A: Although to the nearest tenth $y = 11.3$, and $\sqrt{(11.3)^2 - 5^2} = 10.134$ which rounds to 10.1, if you carry $y$ to more accuracy you get $y=11.317$ wgich gives $z = \sqrt{(11.317)^2 - 5^2} = 10.153$ which rounds to 10.2.
In general, unless you have a really good grasp of the sensitivity of results on the uncertainties in inputs and intermediate results, you need to carry intermediate calculations (in this case, the square root done for $y$) to more decimals than you will require in the eventual answer.

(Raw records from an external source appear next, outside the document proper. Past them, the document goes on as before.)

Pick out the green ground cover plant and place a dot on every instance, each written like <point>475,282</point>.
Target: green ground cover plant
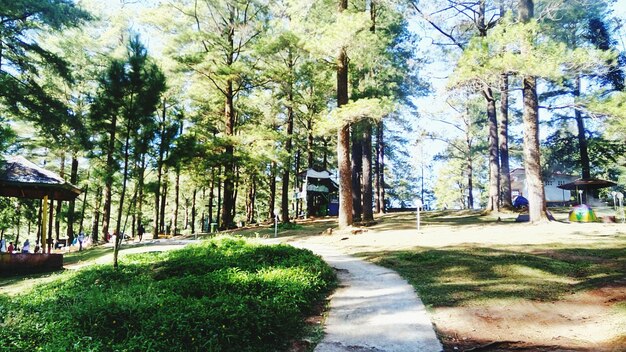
<point>469,274</point>
<point>219,295</point>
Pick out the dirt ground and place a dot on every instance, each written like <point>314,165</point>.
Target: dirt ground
<point>582,321</point>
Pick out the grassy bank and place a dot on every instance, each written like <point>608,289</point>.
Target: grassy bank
<point>221,295</point>
<point>465,275</point>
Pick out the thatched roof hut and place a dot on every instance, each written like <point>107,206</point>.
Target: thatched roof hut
<point>23,179</point>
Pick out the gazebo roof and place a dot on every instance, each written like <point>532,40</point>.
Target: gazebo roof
<point>23,179</point>
<point>588,183</point>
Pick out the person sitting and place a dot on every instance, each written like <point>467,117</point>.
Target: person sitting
<point>26,247</point>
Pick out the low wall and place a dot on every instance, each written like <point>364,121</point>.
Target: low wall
<point>11,264</point>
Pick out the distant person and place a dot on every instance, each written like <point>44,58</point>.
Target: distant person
<point>26,247</point>
<point>80,238</point>
<point>140,231</point>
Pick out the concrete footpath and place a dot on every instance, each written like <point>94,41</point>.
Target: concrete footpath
<point>373,310</point>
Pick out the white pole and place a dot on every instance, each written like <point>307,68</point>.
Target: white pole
<point>614,201</point>
<point>620,198</point>
<point>275,223</point>
<point>418,203</point>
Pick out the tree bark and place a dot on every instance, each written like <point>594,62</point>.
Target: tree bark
<point>272,197</point>
<point>229,167</point>
<point>118,227</point>
<point>164,190</point>
<point>96,216</point>
<point>211,195</point>
<point>470,167</point>
<point>379,169</point>
<point>288,147</point>
<point>505,172</point>
<point>140,185</point>
<point>493,203</point>
<point>50,219</point>
<point>343,138</point>
<point>582,137</point>
<point>357,171</point>
<point>108,178</point>
<point>176,199</point>
<point>72,204</point>
<point>532,153</point>
<point>157,191</point>
<point>57,220</point>
<point>366,182</point>
<point>193,210</point>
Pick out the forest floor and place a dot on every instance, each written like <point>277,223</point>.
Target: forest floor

A: Note that you don't need to take a square root until the end, and you can use $(a+b)^2+(a-b)^2=2a^2+2b^2$ to take most of the pain out of the calculation $$z^2=y^2-5^2=(8.2)^2+(7.8)^2-5^2=(8+0.2)^2+(8-0.2)^2-5^2=128+0.08-25=103.08$$
Then it is easy to see that $z$ is a little more than $10.15$ because $0.15^2=\frac 9{400}(=0.0225)\lt 0.08$ so to one decimal place you get $10.2$.
Rounding half way through gives you an answer a little below $10.15$.